Posts Tagged ‘Thin’
Hi. I am almost 18, 5′3″ and 108 pounds. I wear a size 1-2 in jeans, but I am still sort of fat. I have a pot belly, and my boyfriend has even brought it up to me saying I would look better with a smaller stomach. I have suffered from an eating disorder for almost three years, and I’ve gained 10 agonizing pounds toward the sake of my health only and this is what becomes of it. I get a pot belly and my boyfriend negatively comments my body. I already have terrible self-image, and it just adds on to it. I want to firm my stomach and legs and lose a little bit of weight, around 5-7 pounds. Would that be dangerously unhealthy? I am just desperate to feel better, to feel more confident, and to look better.

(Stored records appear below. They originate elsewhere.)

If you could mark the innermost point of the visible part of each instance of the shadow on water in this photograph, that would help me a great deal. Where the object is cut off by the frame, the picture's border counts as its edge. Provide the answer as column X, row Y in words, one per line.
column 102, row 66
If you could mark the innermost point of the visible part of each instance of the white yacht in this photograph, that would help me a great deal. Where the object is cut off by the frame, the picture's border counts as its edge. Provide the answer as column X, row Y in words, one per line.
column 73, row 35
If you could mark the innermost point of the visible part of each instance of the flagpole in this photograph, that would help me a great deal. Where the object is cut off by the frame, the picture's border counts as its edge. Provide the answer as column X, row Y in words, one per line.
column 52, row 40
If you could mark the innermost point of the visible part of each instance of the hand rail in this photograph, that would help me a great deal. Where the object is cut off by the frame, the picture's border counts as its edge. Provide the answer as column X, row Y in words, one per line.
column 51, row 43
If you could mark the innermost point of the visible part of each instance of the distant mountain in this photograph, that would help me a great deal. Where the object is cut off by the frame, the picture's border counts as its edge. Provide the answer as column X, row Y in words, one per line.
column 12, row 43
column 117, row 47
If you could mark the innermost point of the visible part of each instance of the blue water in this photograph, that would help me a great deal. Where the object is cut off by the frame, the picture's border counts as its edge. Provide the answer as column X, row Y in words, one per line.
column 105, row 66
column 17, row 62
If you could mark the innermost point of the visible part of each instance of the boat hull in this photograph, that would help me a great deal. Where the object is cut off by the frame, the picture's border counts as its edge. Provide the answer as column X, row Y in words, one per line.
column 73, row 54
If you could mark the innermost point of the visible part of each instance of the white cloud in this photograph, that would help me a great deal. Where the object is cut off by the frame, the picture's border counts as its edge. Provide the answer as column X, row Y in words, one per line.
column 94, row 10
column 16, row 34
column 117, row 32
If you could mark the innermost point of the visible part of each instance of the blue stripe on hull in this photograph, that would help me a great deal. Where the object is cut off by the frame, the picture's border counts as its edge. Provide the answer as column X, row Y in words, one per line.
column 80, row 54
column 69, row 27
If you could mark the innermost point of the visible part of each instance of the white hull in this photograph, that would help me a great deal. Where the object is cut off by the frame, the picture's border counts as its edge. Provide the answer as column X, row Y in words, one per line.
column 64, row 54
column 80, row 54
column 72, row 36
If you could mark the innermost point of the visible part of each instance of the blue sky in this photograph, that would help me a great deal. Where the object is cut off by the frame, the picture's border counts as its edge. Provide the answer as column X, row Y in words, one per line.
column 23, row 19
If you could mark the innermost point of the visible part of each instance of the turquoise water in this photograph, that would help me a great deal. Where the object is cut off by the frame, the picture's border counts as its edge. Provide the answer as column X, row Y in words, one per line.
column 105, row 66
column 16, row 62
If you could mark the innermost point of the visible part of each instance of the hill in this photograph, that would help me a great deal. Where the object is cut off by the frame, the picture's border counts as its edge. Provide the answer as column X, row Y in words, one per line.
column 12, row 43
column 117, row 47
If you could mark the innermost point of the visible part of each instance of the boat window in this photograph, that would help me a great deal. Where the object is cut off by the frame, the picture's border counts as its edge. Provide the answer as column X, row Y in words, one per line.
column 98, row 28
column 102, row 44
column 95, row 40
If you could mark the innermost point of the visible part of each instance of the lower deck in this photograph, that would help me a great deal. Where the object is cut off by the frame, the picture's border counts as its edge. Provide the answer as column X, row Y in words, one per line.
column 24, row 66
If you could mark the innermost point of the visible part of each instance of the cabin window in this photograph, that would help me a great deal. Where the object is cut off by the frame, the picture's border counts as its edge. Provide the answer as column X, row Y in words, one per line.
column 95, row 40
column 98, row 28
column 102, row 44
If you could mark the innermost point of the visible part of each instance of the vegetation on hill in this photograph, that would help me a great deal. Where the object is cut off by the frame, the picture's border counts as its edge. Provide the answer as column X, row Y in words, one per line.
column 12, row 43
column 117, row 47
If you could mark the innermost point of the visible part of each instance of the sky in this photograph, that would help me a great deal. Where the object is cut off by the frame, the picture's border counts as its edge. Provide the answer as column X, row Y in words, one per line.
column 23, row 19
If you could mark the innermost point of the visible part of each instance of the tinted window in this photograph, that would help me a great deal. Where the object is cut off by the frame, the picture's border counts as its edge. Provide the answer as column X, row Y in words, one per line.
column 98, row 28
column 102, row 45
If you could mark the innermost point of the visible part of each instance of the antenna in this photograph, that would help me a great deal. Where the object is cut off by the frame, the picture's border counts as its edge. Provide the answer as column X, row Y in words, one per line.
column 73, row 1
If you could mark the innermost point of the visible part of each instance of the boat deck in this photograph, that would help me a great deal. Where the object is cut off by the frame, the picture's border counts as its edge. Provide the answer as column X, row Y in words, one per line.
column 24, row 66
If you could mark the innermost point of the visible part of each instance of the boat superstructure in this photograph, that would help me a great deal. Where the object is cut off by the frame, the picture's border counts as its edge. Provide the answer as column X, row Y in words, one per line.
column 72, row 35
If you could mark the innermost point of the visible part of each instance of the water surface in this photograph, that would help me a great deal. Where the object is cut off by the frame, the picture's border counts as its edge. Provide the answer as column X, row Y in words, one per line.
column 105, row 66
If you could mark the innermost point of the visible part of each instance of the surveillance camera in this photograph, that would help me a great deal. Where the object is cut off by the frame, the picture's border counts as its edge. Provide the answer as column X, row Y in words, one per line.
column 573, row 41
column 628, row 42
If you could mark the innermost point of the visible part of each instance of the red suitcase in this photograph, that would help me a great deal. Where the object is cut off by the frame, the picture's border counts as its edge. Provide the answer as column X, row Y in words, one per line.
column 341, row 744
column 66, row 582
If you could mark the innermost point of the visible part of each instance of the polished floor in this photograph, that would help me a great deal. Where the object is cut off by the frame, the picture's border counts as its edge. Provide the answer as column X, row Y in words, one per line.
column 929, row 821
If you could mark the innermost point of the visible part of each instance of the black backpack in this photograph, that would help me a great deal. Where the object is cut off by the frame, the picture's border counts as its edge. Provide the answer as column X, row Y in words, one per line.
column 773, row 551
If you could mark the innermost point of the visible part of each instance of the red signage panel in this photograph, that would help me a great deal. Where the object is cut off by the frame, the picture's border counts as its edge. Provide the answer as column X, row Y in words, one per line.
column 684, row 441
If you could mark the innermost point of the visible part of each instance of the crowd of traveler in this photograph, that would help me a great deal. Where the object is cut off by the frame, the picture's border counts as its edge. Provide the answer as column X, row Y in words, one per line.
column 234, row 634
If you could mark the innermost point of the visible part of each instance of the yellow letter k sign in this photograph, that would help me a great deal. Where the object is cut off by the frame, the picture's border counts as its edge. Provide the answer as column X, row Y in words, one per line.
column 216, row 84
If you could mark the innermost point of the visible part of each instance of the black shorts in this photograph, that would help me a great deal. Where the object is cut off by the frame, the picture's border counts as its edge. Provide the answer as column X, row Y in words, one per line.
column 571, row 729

I am Asian and other Asian friends look at me like I am a “fat American.” Forgive me if this sounds like pitiful anorexic-media brainwash, but I feel so huge and ugly. I’ve been trying to heal emotionally from anorexia and every time I eat, self confidence is knocked down but I have to force myself to eat so I can maintain health. I exercise an hour a day, but nothing is happening and every time I look in the mirror, I want to cry. I do not want to gain weight, I do not want to go to therapy, I don’t want to get better, I guess is what I’m trying to say. I just wish I could be healthy AND look thin. Is there any way to do that at all?
Depriving yourself of nourishment would endanger your health in the long run while exercise regulates your metabolism and physique.